Jantar de negócios, casamento, formatura, congresso, uma viagem de fim de semana. É um formato bastante procurado e quase nunca explicado, o que faz muita gente nem cogitar por não saber como se propõe.
A lógica é diferente da de um encontro comum em praticamente tudo: antecedência, preço, o que se combina antes e o que se espera durante.
Por que é outro serviço
Em um encontro convencional, você contrata uma hora. Aqui você contrata a agenda inteira dela, e é isso que muda o cálculo.
- Bloqueia o dia, não a hora. Um jantar às 20h com duração incerta inviabiliza qualquer outro compromisso naquela noite.
- Exige preparo. Roupa adequada ao evento, cabelo, maquiagem. Isso é tempo e é dinheiro, antes de o encontro começar.
- É trabalho em público. Manter conversa, postura e naturalidade por horas, em ambiente social, com pessoas desconhecidas, é mais exigente do que um atendimento reservado.
- Envolve exposição. Ser vista em público num evento com fotógrafo é um risco à privacidade dela, e nem toda profissional aceita por isso.
Como costuma ser cobrado
Não por hora. Os formatos usuais:
- Jantar ou evento: um valor de bloco, tipicamente de quatro a seis horas, definido de antemão.
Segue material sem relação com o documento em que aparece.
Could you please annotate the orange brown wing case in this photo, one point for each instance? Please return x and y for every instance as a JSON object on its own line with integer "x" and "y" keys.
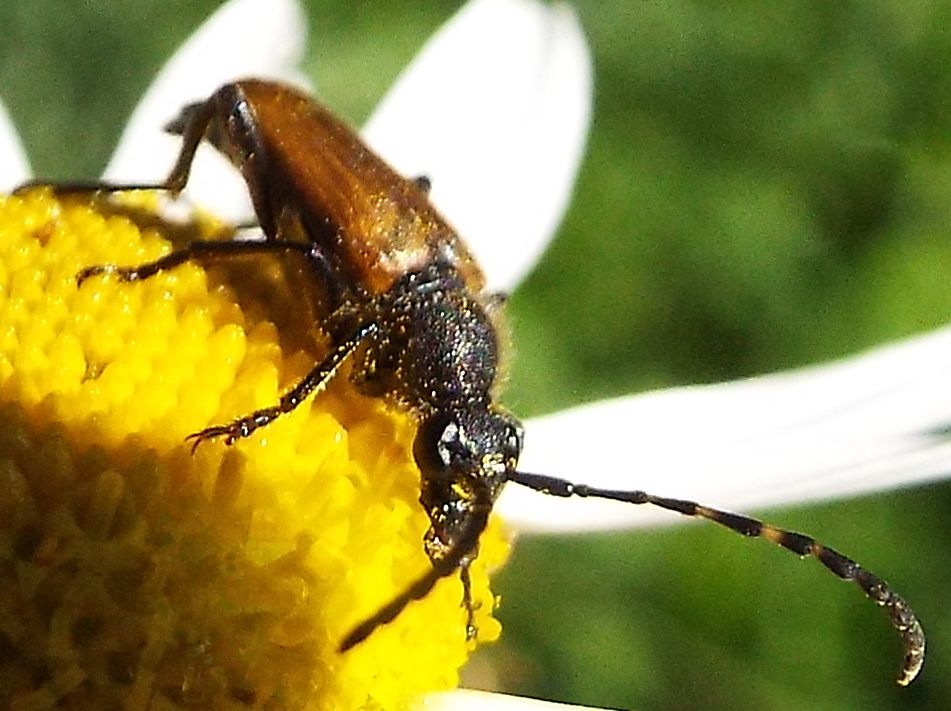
{"x": 380, "y": 224}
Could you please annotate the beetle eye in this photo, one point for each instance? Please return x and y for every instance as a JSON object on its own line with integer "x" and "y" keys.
{"x": 437, "y": 444}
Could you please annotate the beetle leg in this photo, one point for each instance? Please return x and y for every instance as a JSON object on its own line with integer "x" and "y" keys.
{"x": 190, "y": 124}
{"x": 198, "y": 250}
{"x": 470, "y": 608}
{"x": 877, "y": 590}
{"x": 314, "y": 382}
{"x": 456, "y": 556}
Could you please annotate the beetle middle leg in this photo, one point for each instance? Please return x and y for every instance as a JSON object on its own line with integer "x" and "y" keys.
{"x": 315, "y": 381}
{"x": 195, "y": 251}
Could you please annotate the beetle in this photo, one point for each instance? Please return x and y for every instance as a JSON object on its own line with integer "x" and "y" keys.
{"x": 407, "y": 306}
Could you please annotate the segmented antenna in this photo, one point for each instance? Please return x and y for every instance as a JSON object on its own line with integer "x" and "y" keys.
{"x": 902, "y": 617}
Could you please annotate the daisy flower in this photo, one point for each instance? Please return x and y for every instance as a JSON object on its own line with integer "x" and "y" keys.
{"x": 233, "y": 572}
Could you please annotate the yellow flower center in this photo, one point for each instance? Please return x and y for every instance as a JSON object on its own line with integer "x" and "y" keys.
{"x": 136, "y": 573}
- Pernoite: valor fechado, geralmente do fim da noite até a manhã seguinte, com horário de término combinado.
- Viagem: uma diária, quase sempre com desconto progressivo, já que dois dias raramente custam o dobro de um.
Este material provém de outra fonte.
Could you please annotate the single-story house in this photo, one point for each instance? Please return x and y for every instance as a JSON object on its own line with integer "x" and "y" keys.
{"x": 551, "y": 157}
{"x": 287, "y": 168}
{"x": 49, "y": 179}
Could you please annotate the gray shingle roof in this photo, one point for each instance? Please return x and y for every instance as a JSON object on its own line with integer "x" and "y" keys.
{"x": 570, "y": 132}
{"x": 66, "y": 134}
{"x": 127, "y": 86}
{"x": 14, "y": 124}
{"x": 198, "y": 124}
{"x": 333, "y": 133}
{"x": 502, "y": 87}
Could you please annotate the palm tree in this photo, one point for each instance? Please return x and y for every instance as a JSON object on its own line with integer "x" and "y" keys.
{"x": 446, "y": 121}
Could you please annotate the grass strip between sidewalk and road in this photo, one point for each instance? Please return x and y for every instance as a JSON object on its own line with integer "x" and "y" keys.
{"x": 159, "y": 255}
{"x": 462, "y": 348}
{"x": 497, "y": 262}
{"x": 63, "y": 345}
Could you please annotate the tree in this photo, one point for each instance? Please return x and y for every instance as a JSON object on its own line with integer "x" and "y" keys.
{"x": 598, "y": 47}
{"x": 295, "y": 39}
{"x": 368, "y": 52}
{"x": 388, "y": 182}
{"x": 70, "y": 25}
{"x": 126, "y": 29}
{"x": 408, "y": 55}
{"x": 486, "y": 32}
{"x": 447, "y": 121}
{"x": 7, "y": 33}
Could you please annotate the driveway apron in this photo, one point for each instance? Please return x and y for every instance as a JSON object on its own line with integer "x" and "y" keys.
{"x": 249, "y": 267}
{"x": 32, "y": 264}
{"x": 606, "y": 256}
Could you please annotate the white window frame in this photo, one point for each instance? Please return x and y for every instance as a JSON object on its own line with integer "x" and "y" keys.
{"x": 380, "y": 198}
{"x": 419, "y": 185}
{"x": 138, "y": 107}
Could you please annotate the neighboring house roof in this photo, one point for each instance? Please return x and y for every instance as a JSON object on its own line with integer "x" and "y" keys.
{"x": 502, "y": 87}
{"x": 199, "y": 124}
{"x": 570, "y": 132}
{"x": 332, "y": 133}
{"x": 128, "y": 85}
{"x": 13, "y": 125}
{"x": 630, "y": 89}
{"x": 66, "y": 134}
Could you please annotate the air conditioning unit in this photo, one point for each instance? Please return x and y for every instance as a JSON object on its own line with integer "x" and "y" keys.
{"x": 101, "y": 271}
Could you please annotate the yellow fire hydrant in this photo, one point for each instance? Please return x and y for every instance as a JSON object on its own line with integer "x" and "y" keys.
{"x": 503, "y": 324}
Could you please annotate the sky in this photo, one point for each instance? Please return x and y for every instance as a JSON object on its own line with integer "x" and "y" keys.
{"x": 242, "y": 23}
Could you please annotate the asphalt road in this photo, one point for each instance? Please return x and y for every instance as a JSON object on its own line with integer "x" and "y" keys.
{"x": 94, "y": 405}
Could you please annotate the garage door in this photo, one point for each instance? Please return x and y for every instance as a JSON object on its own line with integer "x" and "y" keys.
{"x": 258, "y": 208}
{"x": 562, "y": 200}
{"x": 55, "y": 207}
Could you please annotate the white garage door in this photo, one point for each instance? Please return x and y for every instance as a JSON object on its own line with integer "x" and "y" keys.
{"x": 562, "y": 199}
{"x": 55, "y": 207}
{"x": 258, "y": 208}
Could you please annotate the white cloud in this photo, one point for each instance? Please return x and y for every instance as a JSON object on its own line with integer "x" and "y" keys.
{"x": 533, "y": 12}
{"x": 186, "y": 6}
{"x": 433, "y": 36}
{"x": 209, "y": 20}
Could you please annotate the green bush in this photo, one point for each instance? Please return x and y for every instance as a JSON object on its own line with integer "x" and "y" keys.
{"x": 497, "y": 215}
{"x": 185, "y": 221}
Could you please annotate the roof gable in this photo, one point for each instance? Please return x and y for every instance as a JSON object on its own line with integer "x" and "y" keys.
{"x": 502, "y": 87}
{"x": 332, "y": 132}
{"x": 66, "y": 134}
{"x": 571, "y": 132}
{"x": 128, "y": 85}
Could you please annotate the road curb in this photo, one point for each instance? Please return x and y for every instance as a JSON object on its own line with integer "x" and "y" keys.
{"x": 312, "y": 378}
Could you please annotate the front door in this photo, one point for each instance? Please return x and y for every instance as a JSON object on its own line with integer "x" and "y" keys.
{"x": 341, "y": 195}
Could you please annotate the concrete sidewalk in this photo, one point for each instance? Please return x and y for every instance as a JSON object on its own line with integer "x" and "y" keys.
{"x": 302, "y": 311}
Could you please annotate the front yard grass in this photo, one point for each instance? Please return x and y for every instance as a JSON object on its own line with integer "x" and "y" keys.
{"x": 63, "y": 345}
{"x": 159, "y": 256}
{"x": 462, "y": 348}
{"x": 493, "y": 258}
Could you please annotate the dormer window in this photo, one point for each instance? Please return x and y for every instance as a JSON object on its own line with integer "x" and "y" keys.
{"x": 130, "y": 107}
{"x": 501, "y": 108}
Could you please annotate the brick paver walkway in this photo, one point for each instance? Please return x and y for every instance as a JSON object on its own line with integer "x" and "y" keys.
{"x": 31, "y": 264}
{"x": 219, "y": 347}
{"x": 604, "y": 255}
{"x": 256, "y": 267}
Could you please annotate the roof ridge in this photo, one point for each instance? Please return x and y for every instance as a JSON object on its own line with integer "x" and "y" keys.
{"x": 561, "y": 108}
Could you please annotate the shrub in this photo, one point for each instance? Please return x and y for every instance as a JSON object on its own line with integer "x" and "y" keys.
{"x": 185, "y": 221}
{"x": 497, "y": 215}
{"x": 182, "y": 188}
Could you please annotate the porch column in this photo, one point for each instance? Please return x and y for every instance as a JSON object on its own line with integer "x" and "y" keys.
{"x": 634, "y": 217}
Em cima disso vêm as despesas, que são por sua conta e não fazem parte do cachê:
- Passagem, hospedagem e transporte
- Refeições e bebidas durante o período
- Ingresso do evento
- Eventualmente, ajuda com a roupa quando o evento exige traje específico que ela não teria motivo para ter
Combine explicitamente quem paga o quê. É a fonte número um de mal-entendido nesse formato.
Antecedência
Jantar: alguns dias. Evento com traje ou data marcada: uma a duas semanas. Viagem: idealmente um mês. Pedido de última hora para esse tipo de compromisso costuma ser recusado, não por falta de interesse, mas porque não dá para reorganizar uma agenda inteira em cima da hora.
Espere pagar um sinal. Aqui é legítimo e esperado, justamente porque ela está bloqueando dias e recusando outros compromissos. Combine também o que acontece se você cancelar.
O combinado que só existe nesse formato
Além do usual, três coisas que precisam ser tratadas antes:
A história
Se alguém perguntar como vocês se conhecem, qual é a resposta? Defina isso antes, e defina junto: nome que ela usa, o que faz, há quanto tempo vocês se conhecem. Improvisar versões diferentes na frente de terceiros é a maneira mais rápida de criar constrangimento para os dois.
Fotos
Evento social tem câmera. Combine antes se ela aceita aparecer, em que tipo de foto, e o que fazer com fotógrafo profissional ou rede social. Muitas aceitam o compromisso desde que não haja registro, e essa condição precisa ser respeitada mesmo quando o momento parece inofensivo.
Contato físico em público
Braço dado, mão dada, beijo no rosto. O que é natural para o papel e o que ela não faz em público. Cinco minutos de conversa evitam um mal-entendido na frente de trinta pessoas.
Durante
- Ela não é sua assistente. Não é papel dela carregar suas coisas, resolver sua logística ou administrar seus compromissos.
- Álcool com moderação, dos dois lados. É a variável que mais estraga eventos longos.
- Respeite o tempo de descanso em viagem. Uma diária não significa disponibilidade contínua por 24 horas. Combine as janelas.
- Não a exponha a situações que ela não escolheu. Levar a um grupo hostil, ou provocar perguntas sobre ela, quebra o combinado.
- O que está incluído continua sendo o que foi combinado. Uma diária não amplia limites nem substitui a conversa que vocês tiveram antes.
Como propor
Uma mensagem que dá à profissional tudo que ela precisa para responder com um valor real:
Data, local, horário, duração, tipo de evento e traje. Com isso ela consegue dizer sim ou não e dar um valor sem três rodadas de pergunta.
Se ela recusar
Acontece, e vale entender que costuma não ser sobre você. Exposição pública, viagem com pessoa desconhecida e longos períodos fora são as situações de maior risco na profissão. Muita gente atende normalmente e não faz eventos, ou faz eventos e não viaja. Recusa não é falta de profissionalismo, é gestão de risco, e a resposta certa é agradecer e procurar quem trabalha nesse formato.